Faye Dunaway’s cameo as Thomas Crown’s psychiatrist was a fun addition to bring the reminder of the original take on the story, but Faye’s own sultry demeanor came across clearly in her cleverness with Crown while he began to lose his composer due to his attraction to Catherine. The magnetism between the two of them is undeniable, and the way each of them try to keep away from the other scheming one makes for a lot of sexually tense scenes as they both deny their obvious desire for each other. As we know, that only lasts for so long, and then their motivations begin to strike conflict in each of them.
Rene Russo has never been more sensuous and appealing than she was in her role as Catherine. As a tough, clever, and certainly unique woman, she is used to being the alpha-male. She wants something and she gets it. She even tells Crown, “I always get my man”. Her own sexual prowess and confidence is tangible, but when coupled with Brosnan’s own suave bravado, the combination is electric. The casting of each of them was pure pleasure. With Denis Leary in the back round as Detective Michael McCann, one would expect his character to get lost in the sexy overtones created by Brosnan and Russo, but just the opposite happens. McCann is actually the most three dimensional character of the story. He is the connection to reality, and his “good guy” character who’s goals and aspirations are much less complicated than the other two, meshed with his own personal charisma, makes his character likable and sound. This was a really good role for him.
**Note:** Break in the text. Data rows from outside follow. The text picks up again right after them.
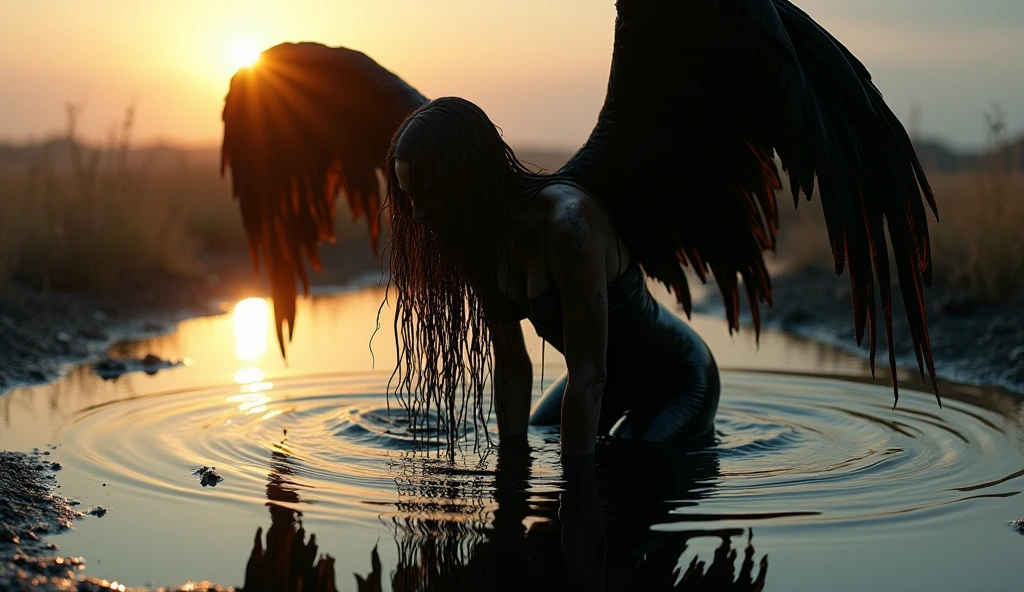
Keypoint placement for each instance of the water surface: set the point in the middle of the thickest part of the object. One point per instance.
(840, 491)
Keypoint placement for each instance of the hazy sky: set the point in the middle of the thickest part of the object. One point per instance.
(538, 67)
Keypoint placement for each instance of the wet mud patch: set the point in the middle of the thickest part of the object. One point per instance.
(974, 341)
(31, 509)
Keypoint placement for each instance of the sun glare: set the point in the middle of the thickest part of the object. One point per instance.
(251, 321)
(244, 53)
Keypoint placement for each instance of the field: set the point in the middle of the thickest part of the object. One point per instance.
(74, 217)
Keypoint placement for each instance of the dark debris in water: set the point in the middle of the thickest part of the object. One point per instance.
(208, 476)
(29, 508)
(111, 369)
(98, 511)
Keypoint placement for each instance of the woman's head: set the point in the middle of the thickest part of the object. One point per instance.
(448, 167)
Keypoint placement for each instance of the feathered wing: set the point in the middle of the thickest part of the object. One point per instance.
(701, 95)
(303, 123)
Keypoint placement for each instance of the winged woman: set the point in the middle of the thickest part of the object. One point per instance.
(678, 172)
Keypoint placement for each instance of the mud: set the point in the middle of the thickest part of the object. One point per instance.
(974, 341)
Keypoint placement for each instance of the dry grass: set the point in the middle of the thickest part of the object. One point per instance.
(81, 218)
(88, 225)
(978, 245)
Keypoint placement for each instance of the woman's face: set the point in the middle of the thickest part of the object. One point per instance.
(422, 202)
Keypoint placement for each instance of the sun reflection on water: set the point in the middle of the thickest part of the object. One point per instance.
(251, 320)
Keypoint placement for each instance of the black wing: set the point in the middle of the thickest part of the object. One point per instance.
(303, 123)
(701, 95)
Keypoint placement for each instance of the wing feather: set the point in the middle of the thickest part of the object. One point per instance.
(758, 78)
(307, 122)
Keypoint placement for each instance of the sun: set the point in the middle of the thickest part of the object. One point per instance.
(244, 53)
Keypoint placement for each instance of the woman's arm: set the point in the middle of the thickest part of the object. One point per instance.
(580, 236)
(513, 378)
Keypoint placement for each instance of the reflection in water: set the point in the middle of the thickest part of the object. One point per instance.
(289, 563)
(250, 322)
(823, 469)
(491, 531)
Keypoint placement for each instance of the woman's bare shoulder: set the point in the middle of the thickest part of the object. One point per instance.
(572, 211)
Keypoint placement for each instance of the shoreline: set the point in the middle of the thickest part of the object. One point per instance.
(974, 342)
(971, 340)
(45, 333)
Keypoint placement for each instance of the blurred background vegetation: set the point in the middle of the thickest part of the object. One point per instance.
(80, 215)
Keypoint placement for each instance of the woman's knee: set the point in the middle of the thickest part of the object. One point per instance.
(548, 410)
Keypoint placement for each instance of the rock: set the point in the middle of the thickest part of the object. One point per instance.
(93, 334)
(208, 477)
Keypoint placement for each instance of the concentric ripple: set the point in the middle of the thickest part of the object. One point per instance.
(792, 449)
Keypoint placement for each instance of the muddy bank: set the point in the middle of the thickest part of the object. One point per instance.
(42, 332)
(974, 342)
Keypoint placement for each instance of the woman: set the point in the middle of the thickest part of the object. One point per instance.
(702, 98)
(469, 218)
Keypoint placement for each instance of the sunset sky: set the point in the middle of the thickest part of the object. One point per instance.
(539, 68)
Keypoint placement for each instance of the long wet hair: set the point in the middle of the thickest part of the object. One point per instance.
(471, 179)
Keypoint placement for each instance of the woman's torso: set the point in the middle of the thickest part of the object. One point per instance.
(645, 340)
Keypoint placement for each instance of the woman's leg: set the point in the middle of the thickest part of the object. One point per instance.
(548, 410)
(683, 412)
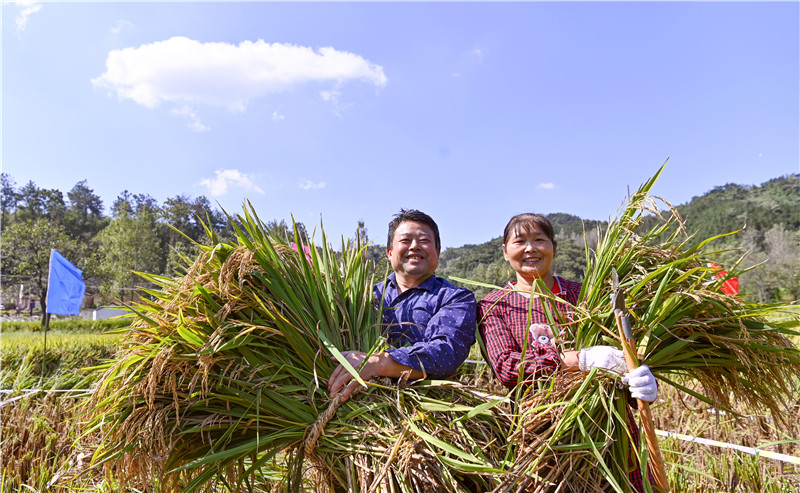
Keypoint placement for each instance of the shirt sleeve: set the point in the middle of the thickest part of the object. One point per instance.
(446, 339)
(505, 352)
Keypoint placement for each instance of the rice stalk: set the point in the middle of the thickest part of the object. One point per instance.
(221, 382)
(573, 428)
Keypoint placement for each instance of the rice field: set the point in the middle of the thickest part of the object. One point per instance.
(43, 448)
(219, 385)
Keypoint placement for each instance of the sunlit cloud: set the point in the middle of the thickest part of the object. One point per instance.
(183, 71)
(194, 122)
(309, 185)
(225, 178)
(27, 9)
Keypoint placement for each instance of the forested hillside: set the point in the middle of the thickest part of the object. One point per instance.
(768, 215)
(137, 235)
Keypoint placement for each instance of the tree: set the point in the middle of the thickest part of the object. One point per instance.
(26, 252)
(9, 199)
(85, 212)
(36, 203)
(129, 244)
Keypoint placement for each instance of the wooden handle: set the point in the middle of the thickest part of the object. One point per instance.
(659, 472)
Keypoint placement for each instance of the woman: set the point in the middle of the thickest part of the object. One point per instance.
(509, 317)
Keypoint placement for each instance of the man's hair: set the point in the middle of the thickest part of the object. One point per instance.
(416, 216)
(525, 222)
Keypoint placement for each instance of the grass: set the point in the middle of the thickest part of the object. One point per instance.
(43, 435)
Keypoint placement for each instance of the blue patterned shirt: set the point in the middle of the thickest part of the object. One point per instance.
(431, 326)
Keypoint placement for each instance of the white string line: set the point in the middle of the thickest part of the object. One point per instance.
(740, 448)
(687, 438)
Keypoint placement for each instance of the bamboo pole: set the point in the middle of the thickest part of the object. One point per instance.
(629, 348)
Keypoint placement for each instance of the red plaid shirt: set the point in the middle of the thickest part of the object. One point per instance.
(504, 319)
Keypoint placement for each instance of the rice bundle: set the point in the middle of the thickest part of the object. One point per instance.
(221, 384)
(573, 428)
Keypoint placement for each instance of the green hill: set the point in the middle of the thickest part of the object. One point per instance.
(768, 215)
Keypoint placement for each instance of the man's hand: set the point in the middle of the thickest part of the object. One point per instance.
(341, 376)
(378, 365)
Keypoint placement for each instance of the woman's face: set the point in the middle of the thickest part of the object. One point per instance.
(530, 254)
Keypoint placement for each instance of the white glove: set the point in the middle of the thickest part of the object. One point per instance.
(605, 357)
(642, 384)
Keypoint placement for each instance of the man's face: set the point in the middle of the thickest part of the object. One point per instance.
(413, 251)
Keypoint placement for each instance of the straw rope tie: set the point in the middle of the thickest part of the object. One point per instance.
(316, 429)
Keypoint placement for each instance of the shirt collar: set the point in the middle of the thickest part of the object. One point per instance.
(428, 284)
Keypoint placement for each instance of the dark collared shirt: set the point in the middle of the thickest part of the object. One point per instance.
(431, 326)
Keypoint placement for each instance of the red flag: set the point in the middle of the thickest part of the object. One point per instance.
(730, 286)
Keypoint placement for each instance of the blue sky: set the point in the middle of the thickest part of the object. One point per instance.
(471, 112)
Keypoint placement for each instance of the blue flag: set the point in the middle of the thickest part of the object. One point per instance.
(65, 286)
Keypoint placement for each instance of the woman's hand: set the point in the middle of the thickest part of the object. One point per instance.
(542, 333)
(603, 357)
(641, 384)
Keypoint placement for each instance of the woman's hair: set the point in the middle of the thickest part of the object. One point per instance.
(524, 224)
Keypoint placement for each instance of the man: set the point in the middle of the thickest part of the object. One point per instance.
(430, 322)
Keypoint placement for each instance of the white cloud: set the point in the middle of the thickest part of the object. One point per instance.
(218, 185)
(27, 9)
(309, 185)
(119, 26)
(180, 70)
(194, 122)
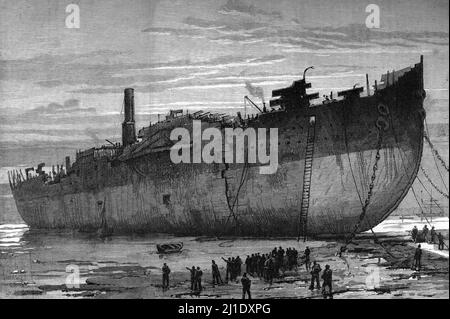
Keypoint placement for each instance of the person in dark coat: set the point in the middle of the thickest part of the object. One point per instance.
(246, 283)
(198, 280)
(432, 235)
(238, 262)
(327, 277)
(216, 274)
(315, 276)
(228, 268)
(166, 272)
(307, 258)
(248, 264)
(414, 233)
(192, 271)
(441, 241)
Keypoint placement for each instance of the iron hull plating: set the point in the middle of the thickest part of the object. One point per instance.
(149, 193)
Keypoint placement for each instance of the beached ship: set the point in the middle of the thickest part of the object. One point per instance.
(345, 163)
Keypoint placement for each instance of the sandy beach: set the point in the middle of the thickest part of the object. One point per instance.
(42, 265)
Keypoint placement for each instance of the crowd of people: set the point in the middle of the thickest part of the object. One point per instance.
(265, 266)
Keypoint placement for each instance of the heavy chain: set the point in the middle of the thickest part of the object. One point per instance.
(432, 184)
(435, 152)
(370, 192)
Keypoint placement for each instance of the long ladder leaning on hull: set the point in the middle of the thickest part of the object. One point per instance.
(307, 173)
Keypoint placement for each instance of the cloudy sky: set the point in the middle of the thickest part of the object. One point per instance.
(62, 87)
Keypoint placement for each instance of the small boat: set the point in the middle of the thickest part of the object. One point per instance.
(169, 248)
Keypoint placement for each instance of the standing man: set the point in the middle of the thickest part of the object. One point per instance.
(414, 233)
(248, 264)
(417, 257)
(269, 269)
(425, 231)
(327, 277)
(238, 262)
(432, 235)
(307, 260)
(246, 283)
(315, 275)
(228, 269)
(216, 274)
(198, 280)
(441, 241)
(192, 271)
(166, 272)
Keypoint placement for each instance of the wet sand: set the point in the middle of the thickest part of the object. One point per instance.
(38, 265)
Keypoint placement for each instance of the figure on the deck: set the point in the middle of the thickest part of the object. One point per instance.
(417, 258)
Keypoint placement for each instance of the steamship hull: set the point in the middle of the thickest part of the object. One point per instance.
(148, 193)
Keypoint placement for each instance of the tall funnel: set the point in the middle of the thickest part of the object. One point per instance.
(128, 128)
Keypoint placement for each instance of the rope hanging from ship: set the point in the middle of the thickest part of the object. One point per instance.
(231, 206)
(434, 151)
(417, 178)
(432, 183)
(371, 186)
(382, 125)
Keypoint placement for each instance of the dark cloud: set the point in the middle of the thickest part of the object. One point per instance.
(241, 7)
(68, 107)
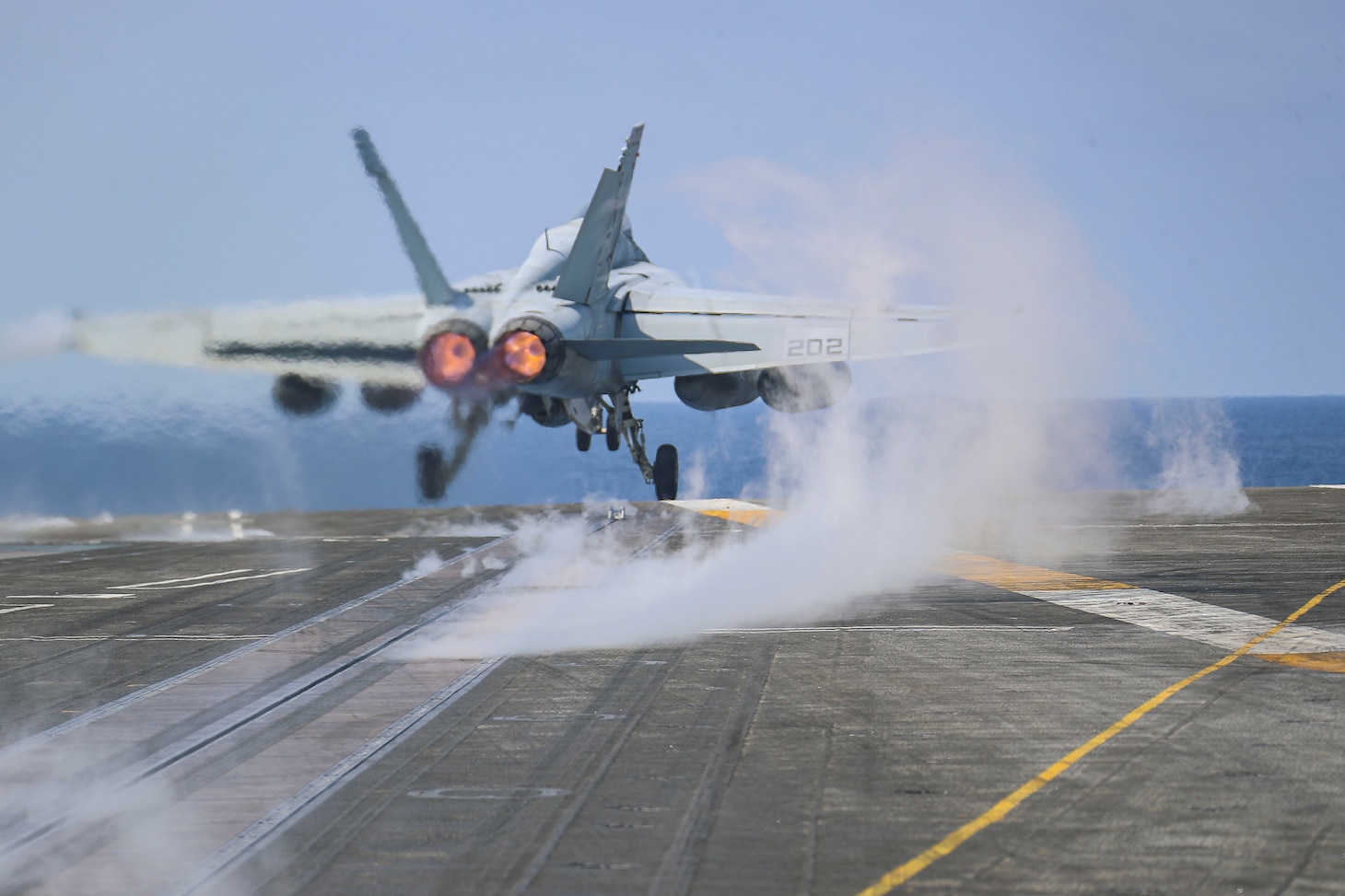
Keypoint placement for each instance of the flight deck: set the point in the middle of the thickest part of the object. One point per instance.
(228, 705)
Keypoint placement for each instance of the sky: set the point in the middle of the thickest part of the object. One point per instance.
(164, 154)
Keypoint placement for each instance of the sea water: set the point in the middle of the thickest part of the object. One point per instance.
(134, 456)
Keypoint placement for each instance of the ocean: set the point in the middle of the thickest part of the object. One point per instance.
(126, 456)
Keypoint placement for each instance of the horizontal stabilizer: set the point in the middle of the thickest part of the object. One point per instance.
(622, 349)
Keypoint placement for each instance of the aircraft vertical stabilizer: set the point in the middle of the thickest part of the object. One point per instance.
(585, 273)
(428, 273)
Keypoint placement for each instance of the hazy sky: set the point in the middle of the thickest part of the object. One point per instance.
(167, 154)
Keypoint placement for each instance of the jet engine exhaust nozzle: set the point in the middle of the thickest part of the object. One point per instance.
(522, 355)
(528, 350)
(450, 355)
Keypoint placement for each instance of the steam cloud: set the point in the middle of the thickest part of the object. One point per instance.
(953, 451)
(1200, 472)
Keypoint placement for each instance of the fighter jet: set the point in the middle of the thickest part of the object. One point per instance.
(565, 338)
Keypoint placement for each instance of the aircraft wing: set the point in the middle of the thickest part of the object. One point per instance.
(717, 332)
(365, 339)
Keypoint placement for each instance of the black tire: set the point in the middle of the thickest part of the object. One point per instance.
(429, 472)
(664, 472)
The Thomas Crown Affair existed for one reason: to entertain. The character’s were fun, easy on the eyes, and adventurous in their criminal behavior. It was a sexy movie that wasn’t intended to be a realistic romance story, it was meant to be a love adventure between two extraordinary characters. The sensual overtones that flooded the story made their relationship that much more forbidden, and that much more engaging. This is an adult film for an adult audience. It’s a great movie that hopefully won’t get lost in the years.